Customising validation processing and reporting

The test documents are deliberately quite small and there aren’t too many checks made during validation, five hundred or less in each case. Large PDF documents can mean that the software makes hundreds of thousands of tests, sometimes with thousands of failed checks. It’s possible to control various aspects of this process by using some of the CLI options.

Stop processing after a set number of failures

The --maxfailures option tells veraPDF to halt processing after it encounters a set number of failed checks, e.g --maxfailures 10 would mean stop after 10 failed checks. The default value is -1, meaning process all failures.

Don’t display all failed checks for a particular rule

Sometimes PDF/A files fail validation checks many times for a particular validation rule. This is particularly true for rules relating to fonts and colour profiles. You can use the --maxfailuresdisplayed option to control the maximum number of failures reported for a particular rule.

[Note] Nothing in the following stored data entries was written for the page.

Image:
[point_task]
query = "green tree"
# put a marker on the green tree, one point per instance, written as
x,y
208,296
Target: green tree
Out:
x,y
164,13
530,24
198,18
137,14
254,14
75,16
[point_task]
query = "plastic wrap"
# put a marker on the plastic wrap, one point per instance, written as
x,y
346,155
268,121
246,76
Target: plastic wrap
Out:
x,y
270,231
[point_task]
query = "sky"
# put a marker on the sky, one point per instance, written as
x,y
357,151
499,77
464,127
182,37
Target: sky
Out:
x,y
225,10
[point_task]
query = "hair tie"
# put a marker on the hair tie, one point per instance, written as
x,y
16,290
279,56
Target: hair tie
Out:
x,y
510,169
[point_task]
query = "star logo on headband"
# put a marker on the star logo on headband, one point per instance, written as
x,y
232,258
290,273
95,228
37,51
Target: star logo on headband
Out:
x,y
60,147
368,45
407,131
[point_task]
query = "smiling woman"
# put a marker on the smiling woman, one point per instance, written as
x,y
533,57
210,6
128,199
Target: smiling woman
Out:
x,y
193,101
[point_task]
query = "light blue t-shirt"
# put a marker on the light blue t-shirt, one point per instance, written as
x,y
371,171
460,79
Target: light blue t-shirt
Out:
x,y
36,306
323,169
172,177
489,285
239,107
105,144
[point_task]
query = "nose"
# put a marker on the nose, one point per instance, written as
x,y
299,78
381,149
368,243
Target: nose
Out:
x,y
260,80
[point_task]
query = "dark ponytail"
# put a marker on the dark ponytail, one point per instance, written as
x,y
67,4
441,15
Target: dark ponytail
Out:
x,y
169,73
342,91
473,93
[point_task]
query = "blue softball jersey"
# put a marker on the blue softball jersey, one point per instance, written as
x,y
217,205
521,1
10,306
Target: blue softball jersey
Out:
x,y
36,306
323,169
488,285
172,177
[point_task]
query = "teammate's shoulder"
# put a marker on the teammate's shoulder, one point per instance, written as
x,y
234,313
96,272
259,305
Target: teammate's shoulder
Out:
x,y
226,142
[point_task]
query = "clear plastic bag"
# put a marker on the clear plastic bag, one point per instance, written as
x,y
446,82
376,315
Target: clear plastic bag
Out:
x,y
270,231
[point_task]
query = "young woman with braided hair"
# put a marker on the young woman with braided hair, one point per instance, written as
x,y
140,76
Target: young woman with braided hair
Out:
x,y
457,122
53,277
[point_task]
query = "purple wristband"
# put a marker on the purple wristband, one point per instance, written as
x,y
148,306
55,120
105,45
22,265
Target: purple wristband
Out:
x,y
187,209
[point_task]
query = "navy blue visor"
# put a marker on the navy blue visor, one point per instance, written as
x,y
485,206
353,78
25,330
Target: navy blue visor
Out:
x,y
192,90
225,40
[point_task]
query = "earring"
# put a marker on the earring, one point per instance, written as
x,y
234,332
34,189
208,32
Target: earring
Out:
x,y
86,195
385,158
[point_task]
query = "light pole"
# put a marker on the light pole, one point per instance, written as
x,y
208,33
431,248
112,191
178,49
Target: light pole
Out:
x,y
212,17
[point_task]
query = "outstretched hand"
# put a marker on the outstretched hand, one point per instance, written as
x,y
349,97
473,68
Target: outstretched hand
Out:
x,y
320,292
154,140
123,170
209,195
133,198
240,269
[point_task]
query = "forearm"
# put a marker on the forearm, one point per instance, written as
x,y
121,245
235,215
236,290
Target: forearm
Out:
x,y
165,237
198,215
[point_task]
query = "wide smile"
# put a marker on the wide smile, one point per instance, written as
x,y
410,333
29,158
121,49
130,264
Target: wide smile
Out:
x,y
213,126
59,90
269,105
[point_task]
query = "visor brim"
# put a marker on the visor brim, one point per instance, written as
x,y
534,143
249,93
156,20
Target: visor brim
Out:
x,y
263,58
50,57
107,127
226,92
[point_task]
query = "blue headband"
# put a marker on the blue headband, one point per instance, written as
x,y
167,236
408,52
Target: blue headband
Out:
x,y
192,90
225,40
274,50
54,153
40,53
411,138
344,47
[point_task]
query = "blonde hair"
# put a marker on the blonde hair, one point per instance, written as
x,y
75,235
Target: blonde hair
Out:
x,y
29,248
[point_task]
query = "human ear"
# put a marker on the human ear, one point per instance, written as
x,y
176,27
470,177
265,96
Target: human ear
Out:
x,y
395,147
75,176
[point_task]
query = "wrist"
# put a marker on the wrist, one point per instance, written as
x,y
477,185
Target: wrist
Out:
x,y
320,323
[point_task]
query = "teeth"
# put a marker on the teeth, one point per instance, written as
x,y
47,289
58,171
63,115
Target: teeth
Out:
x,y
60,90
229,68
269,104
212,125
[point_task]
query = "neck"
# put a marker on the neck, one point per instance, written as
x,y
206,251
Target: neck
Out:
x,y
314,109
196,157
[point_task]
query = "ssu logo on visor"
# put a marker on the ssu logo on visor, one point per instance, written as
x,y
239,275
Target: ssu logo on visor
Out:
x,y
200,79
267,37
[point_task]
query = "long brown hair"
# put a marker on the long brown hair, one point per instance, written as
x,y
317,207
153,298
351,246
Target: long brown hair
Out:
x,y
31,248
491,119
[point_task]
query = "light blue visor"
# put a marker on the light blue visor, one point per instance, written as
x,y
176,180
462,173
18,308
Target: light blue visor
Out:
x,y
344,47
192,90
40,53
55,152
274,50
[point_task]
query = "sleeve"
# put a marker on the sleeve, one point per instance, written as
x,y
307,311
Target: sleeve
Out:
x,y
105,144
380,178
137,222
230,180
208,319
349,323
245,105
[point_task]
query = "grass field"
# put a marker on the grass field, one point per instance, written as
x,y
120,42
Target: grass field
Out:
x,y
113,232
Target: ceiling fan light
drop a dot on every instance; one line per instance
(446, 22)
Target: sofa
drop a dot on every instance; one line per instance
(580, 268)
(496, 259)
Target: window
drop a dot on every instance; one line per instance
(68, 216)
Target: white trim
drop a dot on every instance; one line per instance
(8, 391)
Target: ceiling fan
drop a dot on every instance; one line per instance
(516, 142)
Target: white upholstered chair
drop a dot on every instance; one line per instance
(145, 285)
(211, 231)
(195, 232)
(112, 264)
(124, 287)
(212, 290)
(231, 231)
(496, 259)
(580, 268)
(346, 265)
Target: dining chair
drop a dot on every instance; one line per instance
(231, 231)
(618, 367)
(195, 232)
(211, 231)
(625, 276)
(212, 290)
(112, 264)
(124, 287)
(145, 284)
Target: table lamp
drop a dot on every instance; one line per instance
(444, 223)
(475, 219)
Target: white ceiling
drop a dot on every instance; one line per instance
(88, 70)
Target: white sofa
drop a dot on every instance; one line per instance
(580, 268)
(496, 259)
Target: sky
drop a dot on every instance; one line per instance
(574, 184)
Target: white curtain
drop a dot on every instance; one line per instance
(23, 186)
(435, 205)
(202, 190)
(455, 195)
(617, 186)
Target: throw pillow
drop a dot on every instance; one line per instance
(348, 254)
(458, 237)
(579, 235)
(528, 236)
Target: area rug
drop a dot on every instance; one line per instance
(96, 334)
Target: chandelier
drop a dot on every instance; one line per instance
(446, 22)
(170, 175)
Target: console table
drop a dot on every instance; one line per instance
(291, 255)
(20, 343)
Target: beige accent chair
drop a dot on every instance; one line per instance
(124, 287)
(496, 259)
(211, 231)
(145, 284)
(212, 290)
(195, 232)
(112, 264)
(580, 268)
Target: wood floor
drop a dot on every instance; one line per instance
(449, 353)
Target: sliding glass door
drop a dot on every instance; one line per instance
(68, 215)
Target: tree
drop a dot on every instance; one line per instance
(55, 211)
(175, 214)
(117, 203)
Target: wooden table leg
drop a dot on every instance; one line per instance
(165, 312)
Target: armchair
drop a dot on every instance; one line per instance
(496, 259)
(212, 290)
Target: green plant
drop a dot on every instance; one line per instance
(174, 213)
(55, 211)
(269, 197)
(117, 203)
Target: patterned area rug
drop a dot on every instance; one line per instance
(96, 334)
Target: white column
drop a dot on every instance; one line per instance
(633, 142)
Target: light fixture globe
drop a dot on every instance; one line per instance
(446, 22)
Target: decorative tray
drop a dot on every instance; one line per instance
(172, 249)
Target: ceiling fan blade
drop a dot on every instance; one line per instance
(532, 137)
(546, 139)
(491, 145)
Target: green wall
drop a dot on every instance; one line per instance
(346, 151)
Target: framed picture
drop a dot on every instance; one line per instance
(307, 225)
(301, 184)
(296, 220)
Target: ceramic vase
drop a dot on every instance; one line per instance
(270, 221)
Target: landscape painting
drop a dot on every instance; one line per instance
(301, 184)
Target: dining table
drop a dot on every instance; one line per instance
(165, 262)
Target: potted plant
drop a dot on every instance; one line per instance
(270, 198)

The veraPDF software will continue to process all checks without terminating, it just won’t report all the results for every rule. The default is to report one hundred failed checks per-rule. To change the limit to 10 add the --maxfailuresdisplayed 10 option.

Log successful checks as well as failures

By default veraPDF only reports failed checks. It is possible to report passed checks by adding the --success or --passed option to the CLI. In order to see the passed checks for one of the test files type:

verapdf --success corpus/veraPDF-corpus-staging/PDF_A-1b/6.6\ Actions/6.6.1\ General/veraPDF\ test\ suite\ 6-6-1-t02-pass-a.pdf

We won’t show the output here as it’s quite long. The lack of any -f or --flavour option means that veraPDF will select the appropriate Validation Profile, meaning it’s equivalent to -f 0 or --flavour 0, see automatic profile selection above.

Processing multiple PDF files

So far we’ve only validated single PDF/A documents. It’s easy to validate multiple PDF documents using the command line interface. You can do this by passing the name of a directory rather than a file. To validate both of the earlier examples in a single command type:

verapdf corpus/veraPDF-corpus-staging/PDF_A-1b/6.6\ Actions/6.6.1\ General/

You can also validate any files in sub-directories by passing the -r or --recurse flag. If you want to validate all PDF files in the corpus directory type:

verapdf --recurse corpus

This obviously generates a lot of output and takes a little time to run, the batch summary on the test machine is shown below for reference:

<summary jobs="1526" failedJobs="0" valid="636" inValid="890" validExcep="1" features="0">
  <duration start="1485171727902" finish="1485171827790">00:01:39:888</duration>
</summary>

meaning the software took one minute and forty seconds to process one thousand and five hundred files.

Disabling PDF/A validation

As demonstrated in the examples above veraPDF validation runs as a default option. While convenient this is not always desirable. You can disable validation by passing the -o or --off option. This is usually done during feature-extraction, for example verapdf --off --extract somefile.pdf.